Dentro de aquel enorme cuerpo donde la sangre circulaba a poca velocidad, también, aunque contenido, anidaba el miedo. Desde su adolescencia, cuando el tamaño de Tom ya era más grande que el de cualquier ser humano conocido, fue comprado por un hombre que pretendía abrir un museo de curiosidades en Manhattan. Lo que en principio fue un caminar de feria en feria, terminó siendo el American Museum donde Phineas T. Barnum exhibía desde el cadáver de una sirena capturada en las islas Fiyi —en realidad, el torso de un primate cosido a una cola de pez—, hasta una anciana que decía tener ciento sesenta y un años y haber sido la niñera de George Washington, también negra y que cuando murió, Barnum llegó a vender entradas para su autopsia. En ella se dictaminó que tenía noventa años menos de los que el empresario aseguraba.

«Acoger al cínico y desafiar e interesar al escéptico», ése era el lema que rezaba en sus carteles. Los neoyorquinos disfrutaban visitando ese museo especializado en fraudes, no porque creyeran todas aquellas maravillas sino para intentar descubrir dónde estaba el truco. Su especialidad siempre fueron las deformidades humanas. Tuvo tal éxito que pronto Barnum se convirtió en el primer empresario de espectáculos que arrastró a un público masivo.

El problema de Tom era que no había trampa. Él no era un cadáver embalsamado en una vitrina ni una estafa. Tom era un gigante. Pero estaba obligado por Barnum a decir que había sido traído desde el lejano país de Brobdingnag, unas tierras entre Japón y California aisladas del mundo por grandes montañas de las que hablaba Jonathan Swift en sus Viajes de Gulliver.
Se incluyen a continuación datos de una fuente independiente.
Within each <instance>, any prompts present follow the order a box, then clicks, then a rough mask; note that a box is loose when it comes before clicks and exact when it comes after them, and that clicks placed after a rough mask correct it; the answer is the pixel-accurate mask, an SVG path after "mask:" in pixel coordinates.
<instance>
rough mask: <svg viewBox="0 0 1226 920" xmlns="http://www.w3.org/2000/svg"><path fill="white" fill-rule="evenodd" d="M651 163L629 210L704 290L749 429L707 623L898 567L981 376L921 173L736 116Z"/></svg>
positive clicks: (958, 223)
El problema era que dentro de aquellos casi tres metros de hombre no existía un rincón para la mentira. Tom no tenía inteligencia suficiente para disfrazar el mundo. Ni siquiera para hacerlo de forma piadosa o por pura supervivencia. Su mente sólo distinguía entre lo que creía y lo que no creía. Lo que había visto u oído y lo que no. Por lo tanto, no tenía capacidad para la ironía, las verdades a medias o las metáforas. Era cierto siempre y cuando hubiera tenido la capacidad de verlo con sus propios ojos. Y él nunca había estado en Brobdingnag, ni conocido a ese tal Gulliver. Al principio no tuvo problemas porque Barnum se limitaba a sentarlo en el suelo al lado de una serie de muebles para que pudiera apreciarse su tamaño a escala. Los conflictos llegaron cuando el público empezó a hacerle preguntas. Pasó muchas noches encadenado en un sótano mientras Barnum le atizaba con una barra de hierro como a un viejo elefante de circo que se negara a hacer equilibrios sobre un tambor. En una ocasión llegó a abrasarle la lengua con una herradura caliente y estuvo a punto de perderla. Desde entonces no podía vocalizar bien porque no reconocía el tacto de parte de ella y a veces se despertaba por la mañana soñando que un sapo se le había colado dentro de la boca.

Un día abandonó el museo para no volver jamás y estaba tan malherido que fue llevado al hospital de beneficencia de la isla de Blackwell, donde tuvieron que juntar tres camas para poder tumbarlo. Por primera vez no se sintió un ser distinto. Allí todos lo eran. En poco tiempo se recuperó y empezó a ayudar a mover muebles pesados, a reducir a pacientes de manicomio que perdían los nervios y a vigilar la isla cuando oscurecía. Hacía siempre lo que se le ordenaba y su aspecto era tan temible que era la mejor escolta para cruzar La Isla en medio de la noche. De tal forma que se quedó trabajando en Blackwell a cambio sólo de la comida. En el fondo seguía siendo un esclavo, pero en un lugar donde los límites de la realidad se habían tensado hasta casi romperse. Un lugar en el que Barnum nunca iría a reclamarlo como una propiedad.

El Gigante apagó su antorcha contra la nieve como si fuera un enorme cigarro y se retiró al cobertizo donde vivía: una caseta para dejar herramientas que olía a resina y que amenazaba con desplomarse como si estuviera hecha de naipes. Se hizo un ovillo en el camastro, y se acunó de un lado a otro haciendo crujir sus hierros, hasta que sus ronquidos se escucharon por toda la isla y le hicieron soñar que estaba rodeado de animales feroces.